YES

We show the termination of the TRS R:

  |:|(|:|(x,y),z) -> |:|(x,|:|(y,z))
  |:|(+(x,y),z) -> +(|:|(x,z),|:|(y,z))
  |:|(z,+(x,f(y))) -> |:|(g(z,y),+(x,a()))

-- SCC decomposition.

Consider the dependency pair problem (P, R), where P consists of

p1: |:|#(|:|(x,y),z) -> |:|#(x,|:|(y,z))
p2: |:|#(|:|(x,y),z) -> |:|#(y,z)
p3: |:|#(+(x,y),z) -> |:|#(x,z)
p4: |:|#(+(x,y),z) -> |:|#(y,z)
p5: |:|#(z,+(x,f(y))) -> |:|#(g(z,y),+(x,a()))

and R consists of:

r1: |:|(|:|(x,y),z) -> |:|(x,|:|(y,z))
r2: |:|(+(x,y),z) -> +(|:|(x,z),|:|(y,z))
r3: |:|(z,+(x,f(y))) -> |:|(g(z,y),+(x,a()))

The estimated dependency graph contains the following SCCs:

  {p1, p2, p3, p4}


-- Reduction pair.

Consider the dependency pair problem (P, R), where P consists of

p1: |:|#(|:|(x,y),z) -> |:|#(x,|:|(y,z))
p2: |:|#(+(x,y),z) -> |:|#(y,z)
p3: |:|#(+(x,y),z) -> |:|#(x,z)
p4: |:|#(|:|(x,y),z) -> |:|#(y,z)

and R consists of:

r1: |:|(|:|(x,y),z) -> |:|(x,|:|(y,z))
r2: |:|(+(x,y),z) -> +(|:|(x,z),|:|(y,z))
r3: |:|(z,+(x,f(y))) -> |:|(g(z,y),+(x,a()))

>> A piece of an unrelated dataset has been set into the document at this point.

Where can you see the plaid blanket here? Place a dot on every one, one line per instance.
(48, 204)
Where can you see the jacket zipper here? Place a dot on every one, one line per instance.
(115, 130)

The set of usable rules consists of

  r1, r2, r3

Take the reduction pair:

  lexicographic combination of reduction pairs:
  
    1. lexicographic path order with precedence:
    
      precedence:
      
        f > a > |:| > g > + > |:|#
      
      argument filter:
    
        pi(|:|#) = [1]
        pi(|:|) = [1, 2]
        pi(+) = [1, 2]
        pi(f) = [1]
        pi(g) = 1
        pi(a) = []
    
    2. matrix interpretations:
    
      carrier: N^3
      order: lexicographic order
      interpretations:
        |:|#_A(x1,x2) = ((0,0,0),(1,0,0),(1,1,0)) x1
        |:|_A(x1,x2) = ((1,0,0),(0,1,0),(1,1,1)) x1 + x2 + (1,2,1)
        +_A(x1,x2) = ((1,0,0),(1,1,0),(1,1,1)) x1 + x2 + (1,1,1)
        f_A(x1) = ((1,0,0),(1,1,0),(0,0,0)) x1 + (3,3,1)
        g_A(x1,x2) = ((1,0,0),(1,0,0),(1,1,0)) x1 + (1,1,1)
        a_A() = (1,1,1)
    

The next rules are strictly ordered:

  p1, p2, p3, p4

We remove them from the problem.  Then no dependency pair remains.